ILLINOIS / DEDICATED / JUNE 27, 1914

"ERECTED TO THE MEMORY / OF THE / ILLINOIS SOLDIERS / WHO DIED ON THE BATTLEFIELD / OF KENNESAW MOUNTAIN, GEORGIA, / JUNE 27TH, 1864. / ON THIS FIELD THE MEN OF COL. / DAN MCCOOK'S 3RD BRIGADE, 2ND / DIV. 14TH ARMY CORPS ASSAULTED / THE CONFEDERATE WORKS ON THE / 27TH DAY OF JUNE, 1864, LOSING / FOUR HUNDRED AND EIGHTY KILLED / AND WOUNDED, INCLUDING TWO / COMMANDERS, COL. DAN MCCOOK / MORTALLY WOUNDED AND COL. / O. F. HARMON KILLED; BRIGADE / REACHED CONFEDERATE WORKS AND / AT LESS THAN ONE HUNDRED FEET / FROM THEM MAINTAINED A LINE / FOR SIX DAYS AND NIGHTS WITH- / OUT RELIEF, AT THE END OF / WHICH TIME THE CONFEDERATES / EVACUATED"

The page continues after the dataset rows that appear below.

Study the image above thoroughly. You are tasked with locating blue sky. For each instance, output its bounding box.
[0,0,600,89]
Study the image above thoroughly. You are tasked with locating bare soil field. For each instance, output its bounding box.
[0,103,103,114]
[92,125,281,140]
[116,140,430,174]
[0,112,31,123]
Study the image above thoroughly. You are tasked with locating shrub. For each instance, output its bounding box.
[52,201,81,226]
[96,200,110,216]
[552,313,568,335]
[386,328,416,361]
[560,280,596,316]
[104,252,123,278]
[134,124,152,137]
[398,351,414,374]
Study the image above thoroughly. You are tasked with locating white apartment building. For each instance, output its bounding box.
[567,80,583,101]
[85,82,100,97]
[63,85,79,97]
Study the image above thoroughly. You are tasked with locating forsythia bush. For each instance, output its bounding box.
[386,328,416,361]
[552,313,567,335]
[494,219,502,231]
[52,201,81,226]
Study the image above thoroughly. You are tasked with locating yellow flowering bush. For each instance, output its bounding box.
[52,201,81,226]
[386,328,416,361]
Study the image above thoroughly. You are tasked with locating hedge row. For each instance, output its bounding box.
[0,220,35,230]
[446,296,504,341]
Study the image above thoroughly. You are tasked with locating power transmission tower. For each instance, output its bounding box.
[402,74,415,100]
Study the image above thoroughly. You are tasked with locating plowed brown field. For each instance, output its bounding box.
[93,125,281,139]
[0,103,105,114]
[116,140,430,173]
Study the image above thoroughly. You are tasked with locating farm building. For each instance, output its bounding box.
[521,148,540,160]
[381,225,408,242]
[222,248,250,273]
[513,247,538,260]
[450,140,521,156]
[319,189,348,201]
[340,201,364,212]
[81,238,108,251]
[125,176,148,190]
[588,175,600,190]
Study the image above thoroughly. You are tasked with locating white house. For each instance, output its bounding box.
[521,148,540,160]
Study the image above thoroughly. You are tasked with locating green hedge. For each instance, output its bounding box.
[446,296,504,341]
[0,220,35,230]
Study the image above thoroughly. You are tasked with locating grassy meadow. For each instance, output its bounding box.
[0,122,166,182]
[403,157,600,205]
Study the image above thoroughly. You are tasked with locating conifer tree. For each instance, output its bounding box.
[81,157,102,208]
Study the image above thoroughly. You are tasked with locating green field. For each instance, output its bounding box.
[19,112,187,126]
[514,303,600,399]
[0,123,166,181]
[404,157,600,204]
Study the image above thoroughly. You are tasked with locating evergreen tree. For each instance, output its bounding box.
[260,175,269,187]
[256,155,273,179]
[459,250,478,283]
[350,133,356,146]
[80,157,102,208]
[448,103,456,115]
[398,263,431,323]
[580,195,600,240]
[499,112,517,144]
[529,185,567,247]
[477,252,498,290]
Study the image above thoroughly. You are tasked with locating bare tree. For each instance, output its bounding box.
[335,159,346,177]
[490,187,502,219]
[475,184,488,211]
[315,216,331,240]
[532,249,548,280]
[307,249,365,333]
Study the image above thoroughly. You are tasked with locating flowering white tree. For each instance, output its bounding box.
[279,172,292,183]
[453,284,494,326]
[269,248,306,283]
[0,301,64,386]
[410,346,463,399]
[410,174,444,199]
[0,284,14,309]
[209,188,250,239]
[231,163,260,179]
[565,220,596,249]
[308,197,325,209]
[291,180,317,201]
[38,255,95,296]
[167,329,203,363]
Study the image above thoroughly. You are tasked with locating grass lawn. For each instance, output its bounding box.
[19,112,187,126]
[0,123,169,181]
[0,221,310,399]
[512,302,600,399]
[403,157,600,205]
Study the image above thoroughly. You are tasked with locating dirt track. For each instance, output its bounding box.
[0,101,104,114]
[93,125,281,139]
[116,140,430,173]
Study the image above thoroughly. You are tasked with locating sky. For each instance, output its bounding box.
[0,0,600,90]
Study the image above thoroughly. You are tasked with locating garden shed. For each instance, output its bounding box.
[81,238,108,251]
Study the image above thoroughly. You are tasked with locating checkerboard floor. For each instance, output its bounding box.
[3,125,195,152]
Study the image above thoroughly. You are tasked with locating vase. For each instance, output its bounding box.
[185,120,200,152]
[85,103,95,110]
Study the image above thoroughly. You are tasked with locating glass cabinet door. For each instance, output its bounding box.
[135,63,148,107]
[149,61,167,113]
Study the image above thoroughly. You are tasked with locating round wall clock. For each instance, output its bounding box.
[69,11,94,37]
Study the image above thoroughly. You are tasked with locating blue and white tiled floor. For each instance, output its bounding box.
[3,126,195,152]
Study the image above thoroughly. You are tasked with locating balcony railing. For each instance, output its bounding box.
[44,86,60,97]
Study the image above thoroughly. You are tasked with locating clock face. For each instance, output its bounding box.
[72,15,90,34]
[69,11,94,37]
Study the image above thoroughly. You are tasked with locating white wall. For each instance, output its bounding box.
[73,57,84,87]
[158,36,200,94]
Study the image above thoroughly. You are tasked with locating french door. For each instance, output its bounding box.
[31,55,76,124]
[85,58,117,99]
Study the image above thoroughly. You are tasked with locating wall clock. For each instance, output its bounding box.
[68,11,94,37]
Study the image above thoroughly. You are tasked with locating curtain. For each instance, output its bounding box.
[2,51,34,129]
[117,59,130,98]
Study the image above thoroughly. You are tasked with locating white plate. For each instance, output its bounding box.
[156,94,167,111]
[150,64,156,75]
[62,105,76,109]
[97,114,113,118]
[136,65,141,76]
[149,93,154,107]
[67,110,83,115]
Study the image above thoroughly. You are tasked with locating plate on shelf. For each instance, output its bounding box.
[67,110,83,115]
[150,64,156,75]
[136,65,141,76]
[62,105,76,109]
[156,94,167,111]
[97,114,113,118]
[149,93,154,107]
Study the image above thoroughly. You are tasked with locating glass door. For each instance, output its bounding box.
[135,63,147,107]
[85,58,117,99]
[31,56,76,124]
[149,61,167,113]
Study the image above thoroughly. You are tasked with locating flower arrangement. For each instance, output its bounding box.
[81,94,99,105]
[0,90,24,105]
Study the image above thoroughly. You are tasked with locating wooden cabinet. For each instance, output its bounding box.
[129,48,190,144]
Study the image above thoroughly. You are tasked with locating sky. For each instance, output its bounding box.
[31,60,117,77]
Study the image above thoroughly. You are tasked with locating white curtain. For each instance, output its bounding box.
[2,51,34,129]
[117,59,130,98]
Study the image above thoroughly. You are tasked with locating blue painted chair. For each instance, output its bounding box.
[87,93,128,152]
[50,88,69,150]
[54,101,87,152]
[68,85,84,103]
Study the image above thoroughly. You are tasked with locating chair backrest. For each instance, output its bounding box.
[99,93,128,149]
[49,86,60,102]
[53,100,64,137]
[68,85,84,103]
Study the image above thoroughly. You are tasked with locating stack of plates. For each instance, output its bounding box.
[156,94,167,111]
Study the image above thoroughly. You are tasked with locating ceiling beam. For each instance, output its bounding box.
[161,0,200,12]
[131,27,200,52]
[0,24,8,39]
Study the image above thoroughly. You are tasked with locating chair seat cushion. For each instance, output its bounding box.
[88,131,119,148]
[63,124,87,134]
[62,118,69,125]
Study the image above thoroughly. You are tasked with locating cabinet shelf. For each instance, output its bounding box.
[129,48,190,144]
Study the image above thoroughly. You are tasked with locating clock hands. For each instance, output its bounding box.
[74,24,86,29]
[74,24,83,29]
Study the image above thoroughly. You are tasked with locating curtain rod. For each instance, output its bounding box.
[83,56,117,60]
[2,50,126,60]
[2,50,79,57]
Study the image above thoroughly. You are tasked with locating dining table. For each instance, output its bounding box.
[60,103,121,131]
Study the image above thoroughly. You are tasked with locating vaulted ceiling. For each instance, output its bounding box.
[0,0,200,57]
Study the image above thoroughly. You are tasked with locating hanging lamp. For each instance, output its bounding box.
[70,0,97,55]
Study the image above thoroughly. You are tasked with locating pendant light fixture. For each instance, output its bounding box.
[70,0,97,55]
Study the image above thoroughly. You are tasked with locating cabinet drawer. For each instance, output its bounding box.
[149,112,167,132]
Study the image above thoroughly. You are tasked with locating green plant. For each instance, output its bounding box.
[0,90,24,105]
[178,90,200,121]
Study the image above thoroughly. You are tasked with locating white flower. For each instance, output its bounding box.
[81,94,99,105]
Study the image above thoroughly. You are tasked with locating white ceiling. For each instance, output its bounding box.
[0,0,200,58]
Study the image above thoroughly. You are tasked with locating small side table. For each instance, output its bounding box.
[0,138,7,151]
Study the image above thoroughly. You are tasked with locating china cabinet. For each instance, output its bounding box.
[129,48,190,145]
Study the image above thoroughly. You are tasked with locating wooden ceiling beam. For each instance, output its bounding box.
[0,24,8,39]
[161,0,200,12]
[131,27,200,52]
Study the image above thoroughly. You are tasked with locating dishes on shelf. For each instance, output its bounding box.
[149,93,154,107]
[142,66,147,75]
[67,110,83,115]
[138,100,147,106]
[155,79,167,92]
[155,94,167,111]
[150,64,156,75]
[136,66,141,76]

125TH ILL. VOLUNTEER INFTY. / COMMANDED BY COL. O. F. HARMON. / BATTERY I, 2ND ILL. LIGHT ARTILLERY. / COMMANDED BY LT. ALONZO F. COE.

85TH ILL. VOLUNTEER INFTY. / COMMANDED BY COL. C. J. DILWORTH. / 86TH ILL. VOLUNTEER INFTY. / COMMANDED BY LT. COL. A. L. FAHNESTOCK.

Additionally, an inscription in the bottom corner on the rear of the monument bears the name of the Illinois governor, architect, sculptor, commissioners, and contractors for the project.